Now, Cannes specifically – and entertainment generally – is rife with hucksters and people who started off as hucksters only to later become credible. Culture jamming is often looked back on as innovative!
But the difference between this and, say, Adbusters is that Adbusters and artists in general tend to punch up, whereas this – regardless of merit – is looked at by other artists as punching down, simply because it doesn't carry any intangibles.
And art is intangibles.
Time, culture, sweat, friction, a personal POV; art is an inherently human-to-human communication tool anyway. When you strip all of that away you lose something, in the same way a Big Mac is not the same as your mom's spaghetti.
I think that AI filmmakers, if they believe they can make films of high critical and/or or commercial success, need to avoid engaging in culture jamming and take a more honest approach. "This is my chosen medium" and then develop in public while treating the intangibles as legitimate, instead of something to be hacked around.
> Higgsfield, a San Francisco startup valued at $1.3 billion..
I don't think these are filmmakers. They aren't here for the art, they're here to find product market fit and, increase revenue, and raise another round at higher valuation.
False equivalence. A large studio production still retains the voice and editorial oversight of its director, which is why you can differentiate between films by their directors. There are undoubtedly many filmmakers who collaborate on such productions. Whether or not you believe such projects produce good work, you cannot deny the people involved are artists.
This company is not that. They're a venture backed silicon valley startup. Not a film studio. Not a production house. Their business is not about films, it's about raising venture capital, and (maybe) providing an exit to their investors. Whether they do it by producing a blockbuster movie or some other thing is immaterial, and they'll pivot towards whatever is the most expedient path. They're an "AI tools" company.
> A large studio production still retains the voice and editorial oversight of its director, which is why you can differentiate between films by their directors
None of that really matters.

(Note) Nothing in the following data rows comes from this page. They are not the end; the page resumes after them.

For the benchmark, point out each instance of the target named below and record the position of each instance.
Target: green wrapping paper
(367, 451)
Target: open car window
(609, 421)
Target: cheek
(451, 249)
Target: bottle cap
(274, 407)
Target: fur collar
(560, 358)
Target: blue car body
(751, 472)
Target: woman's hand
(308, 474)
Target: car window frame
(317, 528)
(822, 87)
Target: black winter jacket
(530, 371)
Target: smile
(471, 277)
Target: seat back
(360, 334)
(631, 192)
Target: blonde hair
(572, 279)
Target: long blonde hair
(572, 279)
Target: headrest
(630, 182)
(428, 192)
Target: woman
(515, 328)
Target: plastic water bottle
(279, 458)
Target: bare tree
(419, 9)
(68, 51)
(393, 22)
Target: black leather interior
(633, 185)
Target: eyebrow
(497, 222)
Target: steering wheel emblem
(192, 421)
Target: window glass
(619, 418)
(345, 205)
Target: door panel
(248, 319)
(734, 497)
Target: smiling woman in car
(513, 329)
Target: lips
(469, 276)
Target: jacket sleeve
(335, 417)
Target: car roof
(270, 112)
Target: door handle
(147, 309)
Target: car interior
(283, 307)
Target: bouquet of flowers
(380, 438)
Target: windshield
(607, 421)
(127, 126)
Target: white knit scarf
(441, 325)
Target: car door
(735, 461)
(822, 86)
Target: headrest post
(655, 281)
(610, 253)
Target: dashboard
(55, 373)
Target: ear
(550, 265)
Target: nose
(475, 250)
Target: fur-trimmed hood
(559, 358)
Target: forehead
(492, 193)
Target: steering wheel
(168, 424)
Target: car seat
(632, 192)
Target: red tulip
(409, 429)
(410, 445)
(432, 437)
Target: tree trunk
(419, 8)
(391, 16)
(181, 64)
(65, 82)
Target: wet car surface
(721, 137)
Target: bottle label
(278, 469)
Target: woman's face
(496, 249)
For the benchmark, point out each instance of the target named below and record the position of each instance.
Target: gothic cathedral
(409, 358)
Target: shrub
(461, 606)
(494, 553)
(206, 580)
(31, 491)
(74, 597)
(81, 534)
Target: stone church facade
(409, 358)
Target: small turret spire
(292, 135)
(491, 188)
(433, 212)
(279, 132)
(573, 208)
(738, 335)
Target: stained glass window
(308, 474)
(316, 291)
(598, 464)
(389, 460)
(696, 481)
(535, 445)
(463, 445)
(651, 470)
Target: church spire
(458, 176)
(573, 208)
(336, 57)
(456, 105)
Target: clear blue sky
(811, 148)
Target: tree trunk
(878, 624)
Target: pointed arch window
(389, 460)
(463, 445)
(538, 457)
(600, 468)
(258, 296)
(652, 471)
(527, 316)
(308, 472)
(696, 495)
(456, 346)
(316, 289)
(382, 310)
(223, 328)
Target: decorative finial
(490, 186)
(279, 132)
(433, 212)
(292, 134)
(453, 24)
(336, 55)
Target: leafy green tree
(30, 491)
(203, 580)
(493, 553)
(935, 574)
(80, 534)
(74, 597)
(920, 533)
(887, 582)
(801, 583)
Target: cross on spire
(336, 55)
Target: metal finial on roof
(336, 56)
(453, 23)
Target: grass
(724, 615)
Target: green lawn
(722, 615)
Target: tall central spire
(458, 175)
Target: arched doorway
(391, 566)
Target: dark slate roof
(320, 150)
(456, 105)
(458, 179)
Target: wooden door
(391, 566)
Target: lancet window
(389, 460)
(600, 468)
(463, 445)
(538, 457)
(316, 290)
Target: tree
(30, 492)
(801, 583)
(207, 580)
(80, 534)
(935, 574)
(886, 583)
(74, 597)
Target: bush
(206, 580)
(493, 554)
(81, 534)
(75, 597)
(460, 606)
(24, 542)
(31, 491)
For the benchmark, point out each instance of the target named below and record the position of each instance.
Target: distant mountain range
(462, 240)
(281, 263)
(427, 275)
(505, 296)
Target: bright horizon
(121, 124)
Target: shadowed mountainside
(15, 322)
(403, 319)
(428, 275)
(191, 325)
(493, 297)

Ultimately films are rated based on how much they make at the box office, which is a function of the content, audience preferences and marketing. A director becomes well known by the impact of their production, not the other way around. Really doesn't matter - to the majority spending to see a given film - who the director was, beyond as a marker to find/avoid similar works in the future. If a director makes a crappy film with humans, they'll be known as a crappy director. And if they make a good film using AI, they'll be known as a good director (UNLESS there are a lot of specifically anti-AI people in the crowd AND it's known the film was made using primarily AI). And the good director will be praised for the artistry they put into the work.
Well, before we get too far ahead of our skis, let's wait until someone makes a good film with AI. This company didn't, nor will they. It's not their business. Whether anyone ever will is an open question.
No one is suggesting apathy here, I'd suggest direct action if anything, but being mindful of what content you consume isn't "apathy", that sounds like the words of a coward :)
I think being constantly outraged over stuff happening to no one I personally know for twenty years that will never affect my daily life has become too exhausting for me to keep it up, and I'm not convinced my learning about it is helping anyone. It's not changing how I vote.
Apply whatever insult you want to it, but I'm finished.
Making a data center in my home town? I'm going to do anything I can to stop it.
Entertainment companies serving slop instead of art? Meh, I'll just rewatch old favorites.
I agree. That's why I was careful to mention that I'm still trying to stay informed about things I think will actually affect me personally.
If the only thing that changes from me reading headlines is my emotional state and not my decisions, I'm going to just stop with the headlines because they exacerbate anxiety and insomnia and my family needs my attention more.